After 10 hours, 99.9% remained with respect to SAL, and acrolein lost 3.4% with or without hydroquinone as a stabilizer. From this result, it is understood that the thermal stability of the SAL system is extremely higher than that of acrolein.

<Test Example 2> pH stability test

SAL and acrolein were each dissolved in a 0.5 mol / L phosphate buffer solution having a different pH to prepare a 0.1% by mass solution. 50mL of this solution was added to a sample bottle under a nitrogen gas environment, and stored at 23 ± 2 ° C. The content of SAL and acrolein at the time of preparation was taken as 100%, and the content was changed by high-speed liquid chromatography. Obtain the absolute correction line to observe. The results are shown in FIGS. 1 and 2.

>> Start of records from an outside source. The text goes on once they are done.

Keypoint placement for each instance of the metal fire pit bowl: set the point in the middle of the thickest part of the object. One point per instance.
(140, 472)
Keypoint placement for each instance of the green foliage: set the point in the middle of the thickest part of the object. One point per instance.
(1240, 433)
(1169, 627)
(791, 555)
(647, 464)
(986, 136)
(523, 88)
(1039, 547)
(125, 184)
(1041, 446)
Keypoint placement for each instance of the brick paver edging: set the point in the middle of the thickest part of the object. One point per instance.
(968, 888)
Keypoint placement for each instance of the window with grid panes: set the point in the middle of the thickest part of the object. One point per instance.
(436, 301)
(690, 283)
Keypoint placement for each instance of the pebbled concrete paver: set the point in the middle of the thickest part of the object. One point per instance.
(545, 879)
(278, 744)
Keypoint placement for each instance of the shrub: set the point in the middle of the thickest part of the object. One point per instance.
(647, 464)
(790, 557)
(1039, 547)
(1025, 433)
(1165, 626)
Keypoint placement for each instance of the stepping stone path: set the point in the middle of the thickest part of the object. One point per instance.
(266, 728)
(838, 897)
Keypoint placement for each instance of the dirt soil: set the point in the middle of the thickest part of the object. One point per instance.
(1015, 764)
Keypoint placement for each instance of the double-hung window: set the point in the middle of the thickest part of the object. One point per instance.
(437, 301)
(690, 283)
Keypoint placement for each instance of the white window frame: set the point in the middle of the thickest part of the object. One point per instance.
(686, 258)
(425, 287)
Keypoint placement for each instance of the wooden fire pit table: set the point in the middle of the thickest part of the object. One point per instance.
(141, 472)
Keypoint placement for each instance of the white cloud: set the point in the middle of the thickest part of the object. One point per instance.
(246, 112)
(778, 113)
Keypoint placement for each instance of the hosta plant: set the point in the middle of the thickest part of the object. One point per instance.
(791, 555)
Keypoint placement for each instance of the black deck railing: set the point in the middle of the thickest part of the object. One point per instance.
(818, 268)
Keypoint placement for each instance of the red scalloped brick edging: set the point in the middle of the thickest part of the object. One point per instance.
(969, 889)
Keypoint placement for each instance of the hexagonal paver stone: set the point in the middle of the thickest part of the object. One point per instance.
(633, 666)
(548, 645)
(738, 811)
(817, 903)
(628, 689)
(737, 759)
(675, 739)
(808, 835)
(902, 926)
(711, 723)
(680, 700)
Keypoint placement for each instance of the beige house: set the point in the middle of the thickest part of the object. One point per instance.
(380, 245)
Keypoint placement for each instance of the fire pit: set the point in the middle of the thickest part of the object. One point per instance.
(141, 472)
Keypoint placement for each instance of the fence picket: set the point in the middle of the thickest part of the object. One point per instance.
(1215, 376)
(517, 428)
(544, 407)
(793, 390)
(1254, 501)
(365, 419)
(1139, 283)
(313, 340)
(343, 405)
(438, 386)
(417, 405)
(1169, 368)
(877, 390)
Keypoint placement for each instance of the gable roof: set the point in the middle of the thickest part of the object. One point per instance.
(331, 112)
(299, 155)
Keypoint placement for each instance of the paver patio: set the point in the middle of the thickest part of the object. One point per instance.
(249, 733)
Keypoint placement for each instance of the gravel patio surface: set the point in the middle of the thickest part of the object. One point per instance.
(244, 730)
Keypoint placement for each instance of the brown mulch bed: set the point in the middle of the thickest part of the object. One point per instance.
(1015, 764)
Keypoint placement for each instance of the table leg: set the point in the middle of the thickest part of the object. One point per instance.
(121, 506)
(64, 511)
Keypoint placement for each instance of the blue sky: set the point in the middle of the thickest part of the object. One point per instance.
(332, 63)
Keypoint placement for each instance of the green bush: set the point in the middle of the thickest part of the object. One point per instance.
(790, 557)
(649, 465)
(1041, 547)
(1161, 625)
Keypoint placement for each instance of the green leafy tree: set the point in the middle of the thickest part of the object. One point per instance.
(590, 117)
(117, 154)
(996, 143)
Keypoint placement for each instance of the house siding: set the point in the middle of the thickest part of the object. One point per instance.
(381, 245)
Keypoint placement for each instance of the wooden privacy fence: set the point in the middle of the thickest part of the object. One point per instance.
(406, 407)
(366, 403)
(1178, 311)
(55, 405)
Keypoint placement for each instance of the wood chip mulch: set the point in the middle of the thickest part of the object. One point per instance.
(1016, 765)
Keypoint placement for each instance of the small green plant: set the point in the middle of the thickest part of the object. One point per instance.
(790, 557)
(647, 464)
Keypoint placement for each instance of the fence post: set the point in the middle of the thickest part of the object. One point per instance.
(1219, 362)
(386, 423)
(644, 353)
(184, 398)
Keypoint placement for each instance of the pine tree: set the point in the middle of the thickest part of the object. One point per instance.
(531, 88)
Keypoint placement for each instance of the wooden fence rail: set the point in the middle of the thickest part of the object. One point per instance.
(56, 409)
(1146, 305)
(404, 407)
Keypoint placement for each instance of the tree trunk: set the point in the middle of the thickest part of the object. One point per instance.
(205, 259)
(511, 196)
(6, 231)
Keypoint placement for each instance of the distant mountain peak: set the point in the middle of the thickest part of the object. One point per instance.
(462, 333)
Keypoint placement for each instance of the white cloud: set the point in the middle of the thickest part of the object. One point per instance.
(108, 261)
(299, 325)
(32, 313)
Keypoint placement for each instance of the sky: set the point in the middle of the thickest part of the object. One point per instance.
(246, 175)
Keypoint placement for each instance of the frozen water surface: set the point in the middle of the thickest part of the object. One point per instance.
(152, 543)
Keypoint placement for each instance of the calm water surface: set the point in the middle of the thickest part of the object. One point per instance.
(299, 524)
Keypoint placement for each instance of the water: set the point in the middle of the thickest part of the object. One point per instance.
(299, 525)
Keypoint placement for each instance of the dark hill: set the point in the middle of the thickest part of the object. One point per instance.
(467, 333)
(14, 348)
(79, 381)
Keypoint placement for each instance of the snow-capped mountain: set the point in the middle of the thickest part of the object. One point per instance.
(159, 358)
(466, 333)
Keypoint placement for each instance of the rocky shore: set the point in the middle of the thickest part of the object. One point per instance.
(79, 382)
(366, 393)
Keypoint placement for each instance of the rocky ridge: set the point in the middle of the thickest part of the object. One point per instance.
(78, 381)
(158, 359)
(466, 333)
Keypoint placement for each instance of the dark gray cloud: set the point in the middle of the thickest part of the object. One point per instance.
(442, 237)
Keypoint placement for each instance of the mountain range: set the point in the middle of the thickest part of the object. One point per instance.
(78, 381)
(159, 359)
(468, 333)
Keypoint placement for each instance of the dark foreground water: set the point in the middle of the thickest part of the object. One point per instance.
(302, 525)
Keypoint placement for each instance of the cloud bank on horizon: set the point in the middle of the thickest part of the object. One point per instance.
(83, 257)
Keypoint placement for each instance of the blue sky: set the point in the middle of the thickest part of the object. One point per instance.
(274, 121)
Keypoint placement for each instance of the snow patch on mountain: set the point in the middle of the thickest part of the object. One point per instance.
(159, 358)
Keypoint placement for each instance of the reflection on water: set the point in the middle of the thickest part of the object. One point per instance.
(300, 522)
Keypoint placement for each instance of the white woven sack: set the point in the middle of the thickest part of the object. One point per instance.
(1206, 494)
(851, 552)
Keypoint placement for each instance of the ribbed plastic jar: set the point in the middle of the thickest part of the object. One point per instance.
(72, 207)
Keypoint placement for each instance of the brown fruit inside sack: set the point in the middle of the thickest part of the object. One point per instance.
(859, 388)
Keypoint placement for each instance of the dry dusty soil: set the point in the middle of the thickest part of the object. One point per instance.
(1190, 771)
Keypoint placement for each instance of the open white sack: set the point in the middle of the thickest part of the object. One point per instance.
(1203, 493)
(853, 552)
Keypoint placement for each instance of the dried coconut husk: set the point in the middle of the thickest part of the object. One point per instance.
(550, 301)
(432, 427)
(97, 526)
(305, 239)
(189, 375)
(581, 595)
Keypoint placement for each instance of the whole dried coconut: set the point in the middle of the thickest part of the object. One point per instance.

From this result, it turns out that compared with acrolein, SAL-type pH stability is extremely high.

[Preparation of phosphate buffer]

pH1.7: Dissolve 4.9g of 75% phosphoric acid and 7.8g of sodium dihydrogen phosphate · 2 hydrate in 200mL of distilled water.

pH6.2: Dissolve 7.8g of sodium dihydrogen phosphate · 2 hydrate and 7.1g of disodium hydrogen phosphate in 200mL of distilled water.

pH8.1: Dissolve 0.3 g of sodium dihydrogen phosphate ‧ hydrate and 13.9 g of disodium hydrogen phosphate in 200 mL of distilled water.

[High-speed liquid chromatography analysis]

Analysis equipment: Prominence system (manufactured by Shimadzu Corporation)

Use column: Cadenza CD-C18 (length: 150m, inner diameter 4.6mm)

Developing solution: H ₂ O / MeOH = 45 / 55vol ratio, H ₃ PO ₄ = 1mol / L

Flow rate: 1mL / min

<Reference example>

SAL and acrolein are existing compounds, and their safety information has been revealed. Table 3 shows the safety-related information for reference. Compared with acrolein, SAL is known to have extremely low toxicity and is safe.

Claims (7)

A bactericide containing an α, β-unsaturated aldehyde represented by the following general formula (1) as an active ingredient, (R ¹ to R ³ are each independently a hydrogen atom, an alkyl group having 1 to 10 carbon atoms, an alkenyl group having 2 to 10 carbon atoms, or an aryl group having 6 to 12 carbon atoms; however, R ¹ may be different from R ² or R ^{3 is} connected to each other to form an alkylene group having 2 to 6 carbon atoms, and R ¹ and R ^{2 are} not hydrogen atoms at the same time). The fungicide according to claim 1, wherein R ¹ to R ³ are each independently a hydrogen atom or an alkyl group having 1 to 5 carbon atoms. The fungicide according to claim 1 or 2, wherein R ³ is a hydrogen atom.     The fungicide according to any one of claims 1 to 3, which is used for inhibiting biological corrosion of metals.         A sterilization method using a bactericide according to any one of claims 1 to 4.         A method for inhibiting biological corrosion of a metal by using a bactericide according to any one of claims 1 to 4.         The use of a bactericide according to any one of claims 1 to 4 is for inhibiting biological corrosion of metals.